Why This Exists
In AI-oncology, calibration failure takes two forms — and both are expensive.
The obvious failure is overclaiming. A program reaches the pre-IND or first-in-human stage carrying an endpoint the agency does not regard as a development endpoint, a trial design that cannot enroll its intended population, or a model whose provenance cannot be audited to regulatory standards. The story is ahead of the evidence.
The subtler — and often costlier — failure is premature conformity. A program forces itself into established precedent when the science, the mechanism, the biomarker, or the patient population may warrant a reasoned departure. Some of the most consequential oncology approvals — accelerated approvals on early response data, tumor-agnostic labels, novel surrogate endpoints validated under unmet need — came from sponsors who engaged the agency in territory the agency itself acknowledged was less well understood, and who built the evidentiary package that made the new path defensible.

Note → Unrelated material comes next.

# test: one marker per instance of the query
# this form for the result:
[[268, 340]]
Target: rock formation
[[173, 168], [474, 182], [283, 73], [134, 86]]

The failure is not choosing one or the other — it is not knowing which case you are in, and not having the evidentiary package that would make the chosen path defensible. Both failures are failures of calibration between what the model or platform produces and what regulators have historically required — or would entertain. Most companies discover the misalignment late — inside a pre-IND meeting, or in front of a board — after capital and calendar time are already committed. The Calibration Sprint is designed to surface it before that.